2. Ensure that session validation only accepts IDs that map to authenticated user records and are not pre-authentication fixtures. When reading from Firestore, verify that the session’s user_id matches the authenticated principal and that the session has not been revoked.

async fn get_session(
    client: &Client,
    session_id: &str,
) -> Result<Option<Session>, Box<dyn std::error::Error>> {
    let session: Option<Session> = client.read_by_id(session_id).await?;
    Ok(session)
}

async fn require_session(
    client: Client,
    session_id: String,
) -> Result<String, (axum::http::StatusCode, String)> { // returns user_id
    match get_session(&client, &session_id).await {
        Ok(Some(session)) if session.user_id.is_empty() => Err((StatusCode::UNAUTHORIZED, "invalid".into())),
        Ok(Some(session)) => Ok(session.user_id),
        _ => Err((StatusCode::UNAUTHORIZED, "missing".into())),
    }
}

3. Rotate the session ID on privilege changes (e.g., after password change or role escalation) by creating a new Firestore document and deleting the old one.
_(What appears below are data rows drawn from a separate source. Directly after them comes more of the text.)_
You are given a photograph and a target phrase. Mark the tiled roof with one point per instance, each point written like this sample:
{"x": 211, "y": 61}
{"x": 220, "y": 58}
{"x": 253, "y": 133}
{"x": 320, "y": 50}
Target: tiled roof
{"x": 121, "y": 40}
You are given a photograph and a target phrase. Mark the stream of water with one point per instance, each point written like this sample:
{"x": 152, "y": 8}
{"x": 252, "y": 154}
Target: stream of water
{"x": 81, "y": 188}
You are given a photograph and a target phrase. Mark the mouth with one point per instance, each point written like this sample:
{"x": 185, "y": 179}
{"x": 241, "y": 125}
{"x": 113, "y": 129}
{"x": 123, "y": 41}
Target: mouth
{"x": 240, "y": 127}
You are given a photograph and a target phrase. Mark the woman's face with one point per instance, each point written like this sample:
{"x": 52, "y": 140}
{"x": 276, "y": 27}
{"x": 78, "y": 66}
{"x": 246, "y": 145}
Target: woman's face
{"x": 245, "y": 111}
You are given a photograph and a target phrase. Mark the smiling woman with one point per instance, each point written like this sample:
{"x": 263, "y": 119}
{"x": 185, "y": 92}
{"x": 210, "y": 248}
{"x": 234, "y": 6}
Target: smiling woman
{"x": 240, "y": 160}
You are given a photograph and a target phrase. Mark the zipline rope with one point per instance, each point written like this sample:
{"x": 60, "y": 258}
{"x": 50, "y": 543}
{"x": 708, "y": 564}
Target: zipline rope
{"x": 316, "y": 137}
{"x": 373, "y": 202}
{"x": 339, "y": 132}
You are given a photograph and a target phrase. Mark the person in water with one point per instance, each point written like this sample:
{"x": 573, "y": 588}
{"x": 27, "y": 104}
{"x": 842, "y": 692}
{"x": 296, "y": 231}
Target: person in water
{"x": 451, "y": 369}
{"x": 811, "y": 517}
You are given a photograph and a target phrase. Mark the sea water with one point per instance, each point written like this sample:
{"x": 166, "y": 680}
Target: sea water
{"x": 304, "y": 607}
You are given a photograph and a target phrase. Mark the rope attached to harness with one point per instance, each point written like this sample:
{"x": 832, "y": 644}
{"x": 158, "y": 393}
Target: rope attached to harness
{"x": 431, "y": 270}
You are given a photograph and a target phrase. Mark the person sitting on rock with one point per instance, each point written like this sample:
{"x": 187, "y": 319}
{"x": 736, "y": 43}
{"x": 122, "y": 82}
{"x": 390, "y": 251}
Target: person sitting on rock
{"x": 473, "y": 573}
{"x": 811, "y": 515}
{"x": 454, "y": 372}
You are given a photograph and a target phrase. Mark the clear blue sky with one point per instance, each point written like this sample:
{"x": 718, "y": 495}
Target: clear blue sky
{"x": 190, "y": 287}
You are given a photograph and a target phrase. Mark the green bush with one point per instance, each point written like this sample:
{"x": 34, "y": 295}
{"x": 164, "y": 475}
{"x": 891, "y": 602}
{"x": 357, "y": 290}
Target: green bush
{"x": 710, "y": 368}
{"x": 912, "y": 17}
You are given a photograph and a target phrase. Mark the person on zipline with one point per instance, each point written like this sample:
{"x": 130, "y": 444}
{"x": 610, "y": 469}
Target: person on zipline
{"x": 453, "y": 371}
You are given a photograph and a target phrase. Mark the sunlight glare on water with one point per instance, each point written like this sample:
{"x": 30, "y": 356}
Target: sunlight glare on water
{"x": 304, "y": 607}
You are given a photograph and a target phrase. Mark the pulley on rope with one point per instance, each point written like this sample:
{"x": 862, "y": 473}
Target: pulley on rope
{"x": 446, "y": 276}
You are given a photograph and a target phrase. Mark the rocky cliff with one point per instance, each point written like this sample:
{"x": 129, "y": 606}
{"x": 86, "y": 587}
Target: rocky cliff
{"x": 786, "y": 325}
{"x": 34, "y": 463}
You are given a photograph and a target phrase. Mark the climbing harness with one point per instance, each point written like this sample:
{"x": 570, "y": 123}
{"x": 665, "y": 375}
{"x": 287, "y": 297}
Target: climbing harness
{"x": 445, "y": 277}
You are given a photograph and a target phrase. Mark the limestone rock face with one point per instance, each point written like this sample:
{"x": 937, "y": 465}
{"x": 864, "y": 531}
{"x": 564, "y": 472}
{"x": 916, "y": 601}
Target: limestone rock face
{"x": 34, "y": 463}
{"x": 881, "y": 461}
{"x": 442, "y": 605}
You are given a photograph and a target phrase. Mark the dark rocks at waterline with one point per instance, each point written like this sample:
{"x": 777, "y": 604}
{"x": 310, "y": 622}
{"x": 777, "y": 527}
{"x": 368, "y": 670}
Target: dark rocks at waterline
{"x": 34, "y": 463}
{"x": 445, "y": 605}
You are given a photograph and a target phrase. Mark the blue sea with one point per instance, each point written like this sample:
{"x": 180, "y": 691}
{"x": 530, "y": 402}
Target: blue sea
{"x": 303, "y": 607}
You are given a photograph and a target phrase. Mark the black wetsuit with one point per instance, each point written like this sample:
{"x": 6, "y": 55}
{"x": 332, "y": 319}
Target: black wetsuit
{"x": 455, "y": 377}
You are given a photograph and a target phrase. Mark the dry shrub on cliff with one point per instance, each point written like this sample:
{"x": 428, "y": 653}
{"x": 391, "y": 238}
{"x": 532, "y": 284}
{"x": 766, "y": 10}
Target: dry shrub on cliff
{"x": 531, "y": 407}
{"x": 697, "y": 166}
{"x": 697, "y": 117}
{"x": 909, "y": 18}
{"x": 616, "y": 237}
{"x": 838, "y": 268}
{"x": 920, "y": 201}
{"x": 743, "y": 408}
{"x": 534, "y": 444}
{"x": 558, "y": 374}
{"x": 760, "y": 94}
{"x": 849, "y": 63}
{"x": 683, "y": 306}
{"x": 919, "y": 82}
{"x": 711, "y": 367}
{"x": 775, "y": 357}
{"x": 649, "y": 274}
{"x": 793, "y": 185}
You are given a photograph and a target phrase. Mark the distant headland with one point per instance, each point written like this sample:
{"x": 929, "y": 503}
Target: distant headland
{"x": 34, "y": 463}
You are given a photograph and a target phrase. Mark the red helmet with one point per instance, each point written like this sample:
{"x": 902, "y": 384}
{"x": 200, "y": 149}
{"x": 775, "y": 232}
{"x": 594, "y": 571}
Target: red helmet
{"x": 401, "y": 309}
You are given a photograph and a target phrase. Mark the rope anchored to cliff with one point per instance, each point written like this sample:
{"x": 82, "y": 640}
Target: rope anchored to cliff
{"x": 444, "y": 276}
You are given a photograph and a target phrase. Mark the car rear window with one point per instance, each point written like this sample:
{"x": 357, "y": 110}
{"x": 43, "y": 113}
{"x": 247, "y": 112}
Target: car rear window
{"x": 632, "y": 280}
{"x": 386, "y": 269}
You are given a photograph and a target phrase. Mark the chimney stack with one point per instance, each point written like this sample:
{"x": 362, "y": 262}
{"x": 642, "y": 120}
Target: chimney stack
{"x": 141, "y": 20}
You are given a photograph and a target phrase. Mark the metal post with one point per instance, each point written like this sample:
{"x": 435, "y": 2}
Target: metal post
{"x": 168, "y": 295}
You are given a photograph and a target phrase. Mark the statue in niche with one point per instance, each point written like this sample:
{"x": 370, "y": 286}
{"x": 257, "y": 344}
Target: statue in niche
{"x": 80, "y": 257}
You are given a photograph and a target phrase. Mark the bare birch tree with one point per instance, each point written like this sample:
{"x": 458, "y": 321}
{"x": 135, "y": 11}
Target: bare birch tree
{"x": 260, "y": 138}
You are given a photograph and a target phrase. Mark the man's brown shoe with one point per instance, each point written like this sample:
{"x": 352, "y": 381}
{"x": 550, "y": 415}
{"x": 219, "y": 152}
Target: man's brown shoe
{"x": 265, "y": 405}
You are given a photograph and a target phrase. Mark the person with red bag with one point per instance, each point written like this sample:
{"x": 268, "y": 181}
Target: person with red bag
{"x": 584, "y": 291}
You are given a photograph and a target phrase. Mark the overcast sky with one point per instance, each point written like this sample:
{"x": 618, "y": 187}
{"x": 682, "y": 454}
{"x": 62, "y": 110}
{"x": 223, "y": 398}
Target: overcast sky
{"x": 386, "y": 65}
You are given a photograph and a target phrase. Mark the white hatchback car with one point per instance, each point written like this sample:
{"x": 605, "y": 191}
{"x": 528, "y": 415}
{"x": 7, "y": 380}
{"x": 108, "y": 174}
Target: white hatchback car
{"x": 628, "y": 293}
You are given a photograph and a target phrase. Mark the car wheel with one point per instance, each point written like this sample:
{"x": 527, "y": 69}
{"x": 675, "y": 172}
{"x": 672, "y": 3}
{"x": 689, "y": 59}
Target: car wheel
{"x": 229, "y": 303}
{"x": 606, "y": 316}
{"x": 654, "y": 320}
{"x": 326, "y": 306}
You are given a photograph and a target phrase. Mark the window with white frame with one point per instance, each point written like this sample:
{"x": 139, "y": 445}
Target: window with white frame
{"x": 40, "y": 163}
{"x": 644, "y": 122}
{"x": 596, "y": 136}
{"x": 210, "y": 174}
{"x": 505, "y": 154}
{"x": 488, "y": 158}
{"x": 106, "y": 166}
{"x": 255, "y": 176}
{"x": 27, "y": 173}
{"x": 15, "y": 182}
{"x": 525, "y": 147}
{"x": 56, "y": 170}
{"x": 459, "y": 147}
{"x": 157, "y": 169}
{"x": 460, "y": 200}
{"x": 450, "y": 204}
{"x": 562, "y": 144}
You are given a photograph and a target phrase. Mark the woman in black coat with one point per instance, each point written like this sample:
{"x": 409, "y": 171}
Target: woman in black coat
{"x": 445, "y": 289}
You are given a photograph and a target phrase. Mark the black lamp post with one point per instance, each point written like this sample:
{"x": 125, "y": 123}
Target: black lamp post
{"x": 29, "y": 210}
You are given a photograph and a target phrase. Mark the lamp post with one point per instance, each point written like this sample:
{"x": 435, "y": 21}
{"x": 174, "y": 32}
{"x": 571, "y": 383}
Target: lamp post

async fn rotate_session(client: &Client, old_id: &str, user_id: &str) -> Result<String, Box<dyn std::error::Error>> {
    delete_session(client, old_id).await?;
    let new_id = Uuid::new_v4().to_string();
    let session = Session {
        id: new_id.clone(),
        user_id: user_id.to_string(),
        expires_at: chrono::Utc::now() + chrono::Duration::hours(1),
    };
    store_session(client, &session).await?;
    Ok(new_id)
}

These patterns ensure that session identifiers are not attacker-controllable and are tightly bound to authenticated user state in Firestore. By coupling session lifecycle management with Firestore document operations, you reduce the window for fixation and simplify auditing.